Lo ha stabilito la Corte di Cassazione nella sentenza n. 19565 depositata il 18 settembre 2020.
Entriamo nello specifico, per comprendere come la Corte è pervenuta a tale conclusione; vedremo così che la Corte compie un excursus delle norme e della giurisprudenza.
Vedremo inoltre cosa hanno deciso i giudici del primo e del secondo grado.
La controversia nasce dalla contestazione circa la validità di una clausola contenuta nel contratto di mediazione con il quale i ricorrenti avevano affidato l'incarico di vendere un proprio immobile.
Tale clausola prevedeva, in caso di recesso, il pagamento di una somma pari ad una percentuale del prezzo di vendita.
I ricorrenti recedevano anticipatamente dal contratto, ma non pagavano la detta somma e l'Agenzia immobiliare otteneva l'emissione del decreto ingiuntivo.

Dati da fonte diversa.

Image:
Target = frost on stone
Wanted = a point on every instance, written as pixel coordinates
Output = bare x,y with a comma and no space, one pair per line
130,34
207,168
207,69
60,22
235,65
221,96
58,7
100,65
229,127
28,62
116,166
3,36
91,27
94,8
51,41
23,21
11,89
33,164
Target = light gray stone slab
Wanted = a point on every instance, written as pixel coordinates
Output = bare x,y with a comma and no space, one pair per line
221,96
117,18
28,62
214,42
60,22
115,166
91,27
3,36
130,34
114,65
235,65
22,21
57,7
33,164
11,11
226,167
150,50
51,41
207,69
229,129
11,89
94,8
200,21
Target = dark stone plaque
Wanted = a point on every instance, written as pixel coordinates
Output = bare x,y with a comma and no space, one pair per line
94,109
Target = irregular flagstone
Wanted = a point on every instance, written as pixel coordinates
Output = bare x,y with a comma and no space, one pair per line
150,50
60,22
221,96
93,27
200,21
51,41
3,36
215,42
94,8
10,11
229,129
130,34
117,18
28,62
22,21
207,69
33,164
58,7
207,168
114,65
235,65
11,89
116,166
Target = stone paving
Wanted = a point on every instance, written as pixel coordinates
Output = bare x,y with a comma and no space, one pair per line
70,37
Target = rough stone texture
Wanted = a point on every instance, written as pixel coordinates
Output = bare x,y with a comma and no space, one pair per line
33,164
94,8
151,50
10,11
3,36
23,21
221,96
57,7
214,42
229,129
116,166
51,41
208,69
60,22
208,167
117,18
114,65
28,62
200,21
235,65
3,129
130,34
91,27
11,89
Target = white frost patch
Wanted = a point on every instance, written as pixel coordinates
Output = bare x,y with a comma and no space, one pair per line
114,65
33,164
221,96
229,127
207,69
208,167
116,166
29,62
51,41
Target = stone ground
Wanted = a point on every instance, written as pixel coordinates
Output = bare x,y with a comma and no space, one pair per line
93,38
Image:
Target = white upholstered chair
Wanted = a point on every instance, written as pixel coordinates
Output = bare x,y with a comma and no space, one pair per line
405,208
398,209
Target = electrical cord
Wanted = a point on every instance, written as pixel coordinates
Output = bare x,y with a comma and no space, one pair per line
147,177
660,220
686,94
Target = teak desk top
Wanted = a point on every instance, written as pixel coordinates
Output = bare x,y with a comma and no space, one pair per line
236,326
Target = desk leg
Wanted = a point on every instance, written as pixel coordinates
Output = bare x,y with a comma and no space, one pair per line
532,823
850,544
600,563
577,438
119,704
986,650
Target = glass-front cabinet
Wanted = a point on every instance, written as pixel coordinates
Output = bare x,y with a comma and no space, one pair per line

I consumatori, allora, si opponevano al decreto ingiuntivo affermando, per quello che qui interessa, il carattere vessatorio della clausola: denunciavano cioè il significativo squilibrio contrattuale derivante dall'applicazione della clausola che, nell'indicare il corrispettivo per il caso di recesso dei consumatori, non lo rapportava all'attività effettivamente svolta dall'Agenzia.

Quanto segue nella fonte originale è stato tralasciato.